El Supremo avala a Barberá y da luz verde al plan que conecta Valencia con el mar

2008-03-14Publicat per: ABC
Ha sido el proyecto urbanístico más controvertido del Ayuntamiento de Valencia. Largamente acariciado por la alcaldesa Rita Barberá -que ve en él la oportunidad de revitalizar una de las zonas más deprimidas de la capital-, divide en dos un barrio histórico, El Cabanyal, que, por su singularidad, goza desde 1993 de protección especial como Bien de Interés Cultural (BIC). Y fue esta peculiaridad lo que hizo que el Plan Especial de Protección y Reforma Interior de El Cabanyal-Canyamelar (PREPI) llegara a los tribunales casi a la vez que comenzaba su andadura administrativa.
Ayer, el Tribunal Supremo puso fin a diez años de litigios al desestimar los recursos interpuestos por los colectivos vecinales que se oponen a esta actuación y confirmar lo que ya dijera el Tribunal Superior de Justicia hace más de tres años: que a pesar de los «peros», que existen, el Plan tiene más beneficios que perjuicios. El Supremo adelantó ayer su decisión, aunque no hizo públicos los argumentos que la fundamentan.

Diez años litigando

El PREPI comenzó a tramitarse en 1988. En 2001 Generalitat y Ayuntamiento le dieron el visto bueno. Pero la oposición de partidos políticos y colectivos vecinales -agrupados muchos de ellos en Salvem el Cabanyal- provocó la intervención del TSJ, que en 2002 paralizó de manera cautelar los derribos. Dos años después, el pleno de la Sala de lo Contencioso Administrativo del Alto Tribunal Valenciano resolvió sobre el fondo del asunto: los planes urbanísticos de Barberá en El Cabanyal no infringen la Ley de Patrimonio Cultural Valenciano por cuanto tienen encaje en la excepción que contempla el artículo 39.2 de dicho precepto.

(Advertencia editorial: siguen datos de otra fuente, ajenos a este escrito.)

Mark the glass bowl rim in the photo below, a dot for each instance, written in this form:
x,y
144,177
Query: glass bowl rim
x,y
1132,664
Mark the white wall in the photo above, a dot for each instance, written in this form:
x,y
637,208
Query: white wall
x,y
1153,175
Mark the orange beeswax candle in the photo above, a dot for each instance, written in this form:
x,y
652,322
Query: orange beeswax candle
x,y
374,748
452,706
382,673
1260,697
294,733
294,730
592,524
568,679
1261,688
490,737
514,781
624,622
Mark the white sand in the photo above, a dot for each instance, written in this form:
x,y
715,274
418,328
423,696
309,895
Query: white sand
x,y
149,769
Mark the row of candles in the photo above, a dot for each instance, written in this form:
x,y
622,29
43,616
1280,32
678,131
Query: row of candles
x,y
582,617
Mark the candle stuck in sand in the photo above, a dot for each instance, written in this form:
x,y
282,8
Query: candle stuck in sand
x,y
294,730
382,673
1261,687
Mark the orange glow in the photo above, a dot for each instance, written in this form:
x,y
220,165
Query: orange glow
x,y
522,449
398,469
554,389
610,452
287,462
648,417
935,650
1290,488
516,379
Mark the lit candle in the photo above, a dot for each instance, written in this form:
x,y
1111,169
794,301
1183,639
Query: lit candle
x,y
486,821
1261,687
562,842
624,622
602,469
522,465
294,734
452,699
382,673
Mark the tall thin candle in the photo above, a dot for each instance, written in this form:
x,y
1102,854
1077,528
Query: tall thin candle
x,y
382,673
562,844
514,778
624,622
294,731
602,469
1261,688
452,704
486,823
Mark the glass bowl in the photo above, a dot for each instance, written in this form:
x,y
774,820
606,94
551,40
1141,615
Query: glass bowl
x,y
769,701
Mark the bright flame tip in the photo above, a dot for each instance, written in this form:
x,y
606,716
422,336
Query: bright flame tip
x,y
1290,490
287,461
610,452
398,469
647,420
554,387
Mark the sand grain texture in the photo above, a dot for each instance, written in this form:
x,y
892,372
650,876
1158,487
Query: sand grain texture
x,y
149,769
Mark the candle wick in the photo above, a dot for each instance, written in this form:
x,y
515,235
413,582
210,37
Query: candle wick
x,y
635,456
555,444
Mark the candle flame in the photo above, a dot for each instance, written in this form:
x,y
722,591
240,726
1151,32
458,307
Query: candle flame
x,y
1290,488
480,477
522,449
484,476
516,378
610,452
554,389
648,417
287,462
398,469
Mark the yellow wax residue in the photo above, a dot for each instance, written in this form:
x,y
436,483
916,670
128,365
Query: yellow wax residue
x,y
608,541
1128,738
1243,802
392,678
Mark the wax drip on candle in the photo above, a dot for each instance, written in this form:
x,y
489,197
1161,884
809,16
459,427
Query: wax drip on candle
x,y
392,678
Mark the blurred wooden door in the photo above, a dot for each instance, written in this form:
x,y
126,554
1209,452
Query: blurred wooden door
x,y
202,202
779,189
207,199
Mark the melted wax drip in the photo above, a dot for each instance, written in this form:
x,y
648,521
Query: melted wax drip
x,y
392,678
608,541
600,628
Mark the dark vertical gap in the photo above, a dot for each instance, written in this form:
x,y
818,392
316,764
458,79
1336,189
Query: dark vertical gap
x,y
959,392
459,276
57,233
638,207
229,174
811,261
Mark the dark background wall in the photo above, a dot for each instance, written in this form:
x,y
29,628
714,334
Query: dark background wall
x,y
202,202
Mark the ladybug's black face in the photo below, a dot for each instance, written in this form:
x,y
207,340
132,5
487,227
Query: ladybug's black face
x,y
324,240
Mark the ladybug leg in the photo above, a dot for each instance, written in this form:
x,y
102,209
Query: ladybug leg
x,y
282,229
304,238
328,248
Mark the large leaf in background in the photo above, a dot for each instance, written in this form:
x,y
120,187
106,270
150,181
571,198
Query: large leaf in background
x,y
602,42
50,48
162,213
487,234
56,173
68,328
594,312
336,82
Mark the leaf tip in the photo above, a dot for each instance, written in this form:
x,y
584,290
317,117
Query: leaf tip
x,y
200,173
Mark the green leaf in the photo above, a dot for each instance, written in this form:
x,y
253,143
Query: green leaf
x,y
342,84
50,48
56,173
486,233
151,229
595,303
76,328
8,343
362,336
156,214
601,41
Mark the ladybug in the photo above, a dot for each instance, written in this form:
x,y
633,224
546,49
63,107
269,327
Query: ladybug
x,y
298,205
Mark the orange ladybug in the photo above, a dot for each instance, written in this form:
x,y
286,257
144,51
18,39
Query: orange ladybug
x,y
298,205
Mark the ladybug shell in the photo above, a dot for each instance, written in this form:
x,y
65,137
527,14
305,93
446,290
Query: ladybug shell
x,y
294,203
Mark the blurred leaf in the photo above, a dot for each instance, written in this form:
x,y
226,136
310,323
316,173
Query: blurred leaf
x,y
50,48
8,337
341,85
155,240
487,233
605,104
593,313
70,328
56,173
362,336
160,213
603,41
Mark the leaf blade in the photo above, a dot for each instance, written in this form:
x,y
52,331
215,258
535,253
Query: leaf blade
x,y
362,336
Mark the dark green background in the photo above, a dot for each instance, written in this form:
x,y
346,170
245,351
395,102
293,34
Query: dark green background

Dice el referido artículo que «se mantendrá la estructura urbana y arquitectónica del conjunto» y que «no se permitirán modificaciones de alineaciones, alteraciones de edificabilidad, parcelaciones ni agregaciones de inmuebles, salvo que contribuyan a la mejor conservación del conjunto». Y esto último, era, según el TSJ, lo que ocurría con este plan urbanístico que afecta al nordeste de la capital: según el Tribunal, pese a que la diagonal que conectará la avenida Blasco Ibáñez con la fachada marítima afectará a 322 edificios, que perderán la protección de la que gozaban, el barrio saldrá ganando por cuanto el bulevar proyectado actuará como elemento revitalizador y dinamizador de una zona degradada.

El TSJ hizo suyos buena parte de los argumentos del arquitecto Alejandro Escribano, que elaboró un informe para la Conselleria, según el cual «la limitada pérdida patrimonial» que se producirá con la intervención en el barrio queda compensada «con creces» por el «efecto revitalizador» que tendrá la avenida «en las tramas urbanas colindantes (...) terminando con una situación de marginalidad» que ha repercutido negativamente en la conservación de este conjunto histórico protegido, que verá modificado su trazado y su nivel de edificabilidad.

La futura avenida al Mar adoptará forma de bulevar. Tendrá 48 metros de ancho. No tendrá un trazado en línea recta para reducir el impacto en este barrio protegido, en el que, se fija una edificabilidad máxima de cinco alturas, inferior a la de la avenida Blasco Ibáñez, pero superior a la del resto de El Cabanyal. Pese a ello, señalaba la sentencia, «no se rompe la estructura de barrio» por cuanto no es «incompatible con la trama histórico-artística». «La altura de cinco plantas para una calle de 48 metros cuando supone una prolongación de otra con una media de 20 plantas es moderada y supone una relación altura-anchura de la calle sin parangón en la ciudad», concluyó la Sala.

Y comenzaron los derribos. Se levantó la suspensión cautelar que pesaba sobre ellos, a pesar de los opositores. Sólo once de los diecinueve magistrados que componen en Pleno suscribieron esta tesis. El resto emitió un voto particular: el plan, dijeron, no respetaba los límites de esta peculiar trama urbanística; cuestionaban que favoreciera la integración del barrio. A ello se agarraron los recurrentes para llevar el caso al Supremo. El ponente de aquella sentencia fue José Diez, el presidente de la Sala de lo Contencioso. Hoy es magistrado del Supremo. No ha intervenido.